Mi alumna no podía concentrarse en la tarea asignada durante la clase. Estaba agotada y, de hecho, se durmió. La desperté con cuidado y me lo explicó muy triste:
La migra había llamado a su puerta de madrugada buscando a inmigrantes indocumentados. Despertaron a ella y a su familia con malos modos para pedirles la documentación; la tenían en regla así que les dejaron en paz, aunque mi estudiante no pudo volver a conciliar el sueño. Varios vecinos de su barrio no tuvieron tanta suerte; mi alumna, todavía asustada, vio desde la ventana cómo la migra se llevaba a varios adultos en furgonetas, mientras que a sus hijos —llorando— los introdujeron en coches distintos, sin tantas luces, más disimulados. En pocos minutos rompieron las familias: empaquetaron a los padres de vuelta a la frontera, y trasladaron a los hijos a una casa de acogida.
Pedirle a la alumna, menor de edad, que estuviera despierta durante mi clase hubiera sido un acto de maldad; dentro del aula nadie le pedirá papeles.
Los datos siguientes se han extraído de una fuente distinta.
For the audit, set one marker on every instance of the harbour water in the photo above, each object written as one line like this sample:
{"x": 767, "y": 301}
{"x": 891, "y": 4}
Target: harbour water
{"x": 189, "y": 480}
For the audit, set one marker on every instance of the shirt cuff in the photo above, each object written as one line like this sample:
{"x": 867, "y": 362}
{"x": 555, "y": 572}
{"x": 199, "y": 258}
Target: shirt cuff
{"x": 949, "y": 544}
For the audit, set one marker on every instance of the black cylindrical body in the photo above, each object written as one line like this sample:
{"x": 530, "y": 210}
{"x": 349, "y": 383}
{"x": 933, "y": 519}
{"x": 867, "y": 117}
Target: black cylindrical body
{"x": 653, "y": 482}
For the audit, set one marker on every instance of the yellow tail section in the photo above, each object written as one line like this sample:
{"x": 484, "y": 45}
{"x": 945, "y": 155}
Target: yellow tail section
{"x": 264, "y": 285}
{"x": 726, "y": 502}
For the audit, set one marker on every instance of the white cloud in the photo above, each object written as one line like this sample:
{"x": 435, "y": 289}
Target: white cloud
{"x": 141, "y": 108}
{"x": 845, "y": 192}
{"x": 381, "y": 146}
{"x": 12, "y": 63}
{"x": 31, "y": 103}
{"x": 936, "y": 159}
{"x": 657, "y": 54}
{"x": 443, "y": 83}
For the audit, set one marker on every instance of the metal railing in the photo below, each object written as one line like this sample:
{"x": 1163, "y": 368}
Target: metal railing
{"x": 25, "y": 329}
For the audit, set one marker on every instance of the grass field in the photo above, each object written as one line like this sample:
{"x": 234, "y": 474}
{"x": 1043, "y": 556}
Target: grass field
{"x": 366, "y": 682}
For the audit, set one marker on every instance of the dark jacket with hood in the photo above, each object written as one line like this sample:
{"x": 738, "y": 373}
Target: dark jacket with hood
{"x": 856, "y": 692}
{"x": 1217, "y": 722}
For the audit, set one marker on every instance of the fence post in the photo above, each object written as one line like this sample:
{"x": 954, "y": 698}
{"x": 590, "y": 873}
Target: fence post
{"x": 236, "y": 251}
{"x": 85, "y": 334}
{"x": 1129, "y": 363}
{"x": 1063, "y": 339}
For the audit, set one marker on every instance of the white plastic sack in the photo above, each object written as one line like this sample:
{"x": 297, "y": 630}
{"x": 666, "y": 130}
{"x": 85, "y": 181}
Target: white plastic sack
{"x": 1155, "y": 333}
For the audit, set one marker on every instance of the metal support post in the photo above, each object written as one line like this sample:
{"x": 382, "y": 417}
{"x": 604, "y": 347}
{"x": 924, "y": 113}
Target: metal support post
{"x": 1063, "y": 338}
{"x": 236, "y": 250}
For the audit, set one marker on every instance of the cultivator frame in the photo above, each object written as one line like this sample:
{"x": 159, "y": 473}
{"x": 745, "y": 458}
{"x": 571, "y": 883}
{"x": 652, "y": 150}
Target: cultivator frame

Además, a ninguno de sus 43 compañeros de clase les molesta que hoy su amiga duerma mientras ellos trabajan; y a mí tampoco.
Tras esta historia cobra sentido la frase de Winston Churchill: «La democracia es el sistema político en el cual, cuando alguien llama a la puerta de calle a las seis de la mañana, se sabe que es el lechero».